Their conclusions were released ahead of the UN’s COP28 climate negotiations later this month in Dubai, where developing countries not responsible for most carbon emissions are expected to push for governments and firms to pay more for their role in global warming.

If the top 25 oil and gas companies had been held accountable for their role in global warming in recent decades, they would still have made $10 trillion dollars in profit, according to the report published by think tank Climate Analytics.

The estimated damage caused by carbon emissions from the 25 companies cost $20 trillion from 1985 to 2018 — but during that time they earned $30 trillion, the report said.

The research looked at private oil and gas giants as well as state-owned companies. State-owned firms contribute to huge sovereign wealth funds in countries such as the United Arab Emirates, the host of this year’s COP28 talks.

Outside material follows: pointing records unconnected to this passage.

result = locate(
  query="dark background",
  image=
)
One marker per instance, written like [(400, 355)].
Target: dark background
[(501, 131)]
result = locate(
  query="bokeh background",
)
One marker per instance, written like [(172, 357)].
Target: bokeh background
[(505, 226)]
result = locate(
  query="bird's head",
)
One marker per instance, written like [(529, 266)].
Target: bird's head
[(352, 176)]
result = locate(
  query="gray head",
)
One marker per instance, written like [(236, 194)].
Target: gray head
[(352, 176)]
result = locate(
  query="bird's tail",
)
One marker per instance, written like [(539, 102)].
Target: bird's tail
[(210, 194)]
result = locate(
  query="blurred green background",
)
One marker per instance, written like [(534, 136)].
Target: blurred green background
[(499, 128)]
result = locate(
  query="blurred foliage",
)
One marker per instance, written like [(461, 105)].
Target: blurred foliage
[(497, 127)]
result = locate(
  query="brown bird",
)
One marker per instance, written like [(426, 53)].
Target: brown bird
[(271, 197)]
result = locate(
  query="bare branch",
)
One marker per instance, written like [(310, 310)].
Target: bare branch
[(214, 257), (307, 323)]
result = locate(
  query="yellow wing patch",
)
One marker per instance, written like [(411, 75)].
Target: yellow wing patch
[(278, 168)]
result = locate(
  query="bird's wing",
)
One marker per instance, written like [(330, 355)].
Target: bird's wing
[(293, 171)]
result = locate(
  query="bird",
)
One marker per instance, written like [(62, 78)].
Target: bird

“This fossil wealth is here to stay while the world suffers from the devastating consequences of climate change for centuries to come,” the report’s lead author Carl-Friedrich Schleussner told journalists.

The contrast was particularly striking last year, the authors of the report said.

As energy prices sky rocketed due to Russia’s war in Ukraine, major oil and gas companies posted record profits.

The $161 billion profit of Saudi Arabia’s state-owned Aramco in 2022 was “probably the highest net income ever reported in the corporate world,” its CEO Amin Nasser has said.

Aramco was one of seven companies that posted profits almost twice the amount of the estimated damage caused by their emissions, according to the report.

– ‘Flaunting their profits’ –

The researchers calculated damages for the world’s biggest emitters by using estimates for the social cost of carbon from 1985-2018, which amounted to $185 per tonne of carbon dioxide.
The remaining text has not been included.